Like Mekaneck and Buzz-Off, Moss Man was characterized as a spy, with the ability to blend into his surroundings. I remember being a little frustrated that I could still pick him out deep in my mother’s potted plants. His bright yellow belt gave him away every time.
It’s possible that Moss Man was based on the legendary Florida Moss Man – a creature said to roam Florida’s Withlacoochee State Forest.
Moss Man is very simple action figure. He’s a green Beast Man covered with green and yellow flock (small nylon particles), with a brown version of the mace weapon that came with Castle Grayskull. In fact, the only known prototype for Moss Man is just what you’d expect – he’s literally a Beast Man figure that someone at Mattel painted in green, brown and yellow, with some flock added over top top.
There are a few differences from the prototype to the production Moss Man. The prototype has forward-looking eyes and painted fangs. On the production Moss Man, the eyes are looking off to the side, and the fangs are painted over to give the impression of more human-like teeth. It seems to have been an effort to make the Beast Man face seem a little less angry.
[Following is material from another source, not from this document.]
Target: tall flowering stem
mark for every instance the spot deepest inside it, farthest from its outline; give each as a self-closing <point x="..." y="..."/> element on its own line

It was somewhat successful, although Moss Man still seems pretty intense:
The cross sell art seems to be derived from the vintage toy given his fangless teeth, however his eyes do look forward:
The illustrated scene on the back of his packaging was done by Dave Stevens, who also illustrated Stinkor and Spikor:
An injured Moss Man also appeared on the illustration on the back of Terror Claws Skeletor’s card:
Moss Man was also sold in the following gift sets (second image via Grayskull Museum):
I think it’s likely that both Moss Man and Stinkor were among the first new figures to be released in 1985. Their cross sell artwork shows up first on the back of vehicle packaging, along with the figures released from 1982-1984:
Moss Man is the second and final flocked toy in the vintage MOTU toyline. The first was Panthor. Panthor’s “fur” was much shorter and smoother, however.
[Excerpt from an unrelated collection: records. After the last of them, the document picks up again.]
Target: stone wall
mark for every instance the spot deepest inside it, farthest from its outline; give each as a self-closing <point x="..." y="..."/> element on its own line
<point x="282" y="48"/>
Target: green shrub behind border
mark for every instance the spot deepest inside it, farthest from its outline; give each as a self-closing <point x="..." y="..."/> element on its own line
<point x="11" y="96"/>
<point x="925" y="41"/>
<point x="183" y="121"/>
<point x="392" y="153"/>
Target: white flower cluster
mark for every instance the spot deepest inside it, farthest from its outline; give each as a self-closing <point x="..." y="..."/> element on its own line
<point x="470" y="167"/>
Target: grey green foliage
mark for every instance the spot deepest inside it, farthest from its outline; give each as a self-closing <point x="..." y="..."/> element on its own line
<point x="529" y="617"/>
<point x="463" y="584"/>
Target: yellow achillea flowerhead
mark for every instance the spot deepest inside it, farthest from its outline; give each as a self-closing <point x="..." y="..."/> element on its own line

The Argentinian Top Toys release of of Moss Man had painted fangs, like the prototype, and his mossy “fur” was quite long and luxurious.
Although Errol McCarthy didn’t illustrate Moss Man’s cardback, he did produce this artwork intended for licensees. It features a very friendly-looking Moss Man with a more human-like face:
Moss Man and Stinkor were sold with the same mini comic – The Stench of Evil! In the story, Stinkor threatens Eternia’s wildlife with his rancid smell. Only Moss Man is able to overpower Stinkor with his pine fresh scent:
In the Filmation cartoon, Moss Man had the ability to talk to plants and transform his body:
Moss Man appears in a couple of great Earl Norem illustrations that were printed as posters for the US Masters of the Universe magazine:
In the UK Masters of the Universe Magazine, Moss Man was colored brown and gave lessons on manners to kids:
I’m not sure why, but it seems to me that the “cheap repaints” of the Masters of the Universe toyline are among the most memorable action figures. Faker, Stinkor and Moss Man were all entirely made from recycled molds, and yet they seem to be among the most memorable figures in the toyline. Maybe it’s because Mattel tried to make up for that fact by giving them audacious colors (Faker), a powerful and funky smell (Stinkor) or prickly “fur” (Moss Man).